LR11 contains a vacuolar protein sorting 10 protein domain (vps10p) involved in protein transport between the plasma membrane, endosomes and late Golgi compartments (
33,
35,
36). Increased LR11 significantly alters the sorting and trafficking of APP to the recycling Golgi and early endosomal compartments which results in a decrease in Aβ production via the amyloidogenic pathway (
1,
37). In addition, it has been reported that LR11 also sorts APP to intracellular protein complexes (retromers) that traffic APP away from α and β secretase (
38,
39). Retromer trafficking dysfunction can lead to increased APP in the late endosome, an organelle where BACE activity and Aβ production are maximized (
40,
41). Reductions of sAPP (including α-and β-sAPP) in CSF of AD patients have been reported and initially proposed as a diagnostic marker for AD (
29,
30,
42). However, sAPP deficits have not been widely studied or used as diagnostic markers in the clinic. In this study, sAPP, including sAPPα and sAPPβ were reduced in the CSF of AD patients. Notably, LR11 levels significantly correlated with those of sAPP. It is possible that this correlation occurs as a result of the binding of LR11 with APP and regulation of its processing. These results might provide one potential explanation for the sAPP changes in the CSF of AD patients.
Considering that LR11 is a member of the ApoE receptor family, LR11 could be influenced by ApoE in CSF and vice versa. However, ApoE levels in CSF did not differ between AD and controls, and also didn’t correlate with LR11 levels. Any role for LR11 in CNS ApoE metabolism remains hypothetical.
In summary, this study demonstrates that soluble LR11 is significantly reduced in CSF of early AD patients, and correlated with reductions in sAPP, but not ApoE. Reduced LR11 in CSF was confirmed in autopsy- proven AD cases with
Braak stage III–IV, but not in non-AD dementias such as LBD, MSA and VAD. LR11 mRNA is down-regulated in lymphoblasts and protein levels are reduced in cortical and hippocampal neurons from LOAD but not FAD patients (
4,
6). This suggests that LR11s protein deficits might be detectable in plasma, but our attempts to measure plasma LR11 failed and any relationship with more accessible blood mRNA levels needs to be explored.
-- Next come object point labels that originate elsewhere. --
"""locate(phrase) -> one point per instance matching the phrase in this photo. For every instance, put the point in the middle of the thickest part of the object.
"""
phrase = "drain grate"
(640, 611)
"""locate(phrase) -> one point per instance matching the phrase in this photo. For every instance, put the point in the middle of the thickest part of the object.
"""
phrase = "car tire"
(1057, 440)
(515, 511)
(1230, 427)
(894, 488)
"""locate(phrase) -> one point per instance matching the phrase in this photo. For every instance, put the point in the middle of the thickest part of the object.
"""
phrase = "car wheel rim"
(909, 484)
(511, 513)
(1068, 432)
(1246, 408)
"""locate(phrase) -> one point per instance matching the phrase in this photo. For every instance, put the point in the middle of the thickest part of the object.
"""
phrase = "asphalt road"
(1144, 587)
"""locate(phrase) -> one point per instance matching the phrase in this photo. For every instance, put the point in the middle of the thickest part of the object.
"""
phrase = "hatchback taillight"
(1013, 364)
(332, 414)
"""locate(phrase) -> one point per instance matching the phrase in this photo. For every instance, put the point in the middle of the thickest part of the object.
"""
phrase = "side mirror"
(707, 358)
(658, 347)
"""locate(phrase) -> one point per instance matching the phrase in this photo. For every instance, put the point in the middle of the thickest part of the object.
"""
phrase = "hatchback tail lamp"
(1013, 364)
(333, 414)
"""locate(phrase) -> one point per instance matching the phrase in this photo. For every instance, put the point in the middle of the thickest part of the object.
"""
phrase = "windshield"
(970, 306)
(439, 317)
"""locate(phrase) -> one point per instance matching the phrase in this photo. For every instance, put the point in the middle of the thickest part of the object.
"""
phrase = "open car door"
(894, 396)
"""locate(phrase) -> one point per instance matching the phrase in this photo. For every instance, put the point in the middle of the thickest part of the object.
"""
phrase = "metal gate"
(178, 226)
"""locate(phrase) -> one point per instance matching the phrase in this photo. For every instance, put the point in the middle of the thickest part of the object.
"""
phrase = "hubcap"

Taken together, this study provides preliminary evidence that LR11 might be a potential CSF biomarker for sporadic but not familial AD. In our sample, Aβ42 was the best single CSF predictor of AD. Adding LR11 to a discriminant function with Aβ42 did improve sensitivity and specificity (AUC changes from 0.789 to 0.865,
p = 0.011), while adding T-tau or P-tau did not. These are preliminary results and without a validation sample. Since LR11 expression is sensitive to dietary omega-3 fatty acids (
16), it is not surprising that LR11 is not as closely connected to diagnosis as CSF Aβ42.
The stability of LR11 in CSF suggests that it may be used to monitor therapeutic effects of AD treatment. This would be particularly true in the case of drugs expected to work by modulating CNS LR11 expression, such as the omega-3 fatty acid, docosahexaenoic acid (
16). Due to the limited non-AD dementia sample size used here, CSF LR11’s potential as a diagnostic marker for AD should be further investigated and combined with other biomarkers with both larger sample sets including MCI or pre-clinical cases. For example, it is possible that measuring LR11 in MCI alone or in combination with Aβ would help to predict which patients with MCI are at highest risk for progression to AD.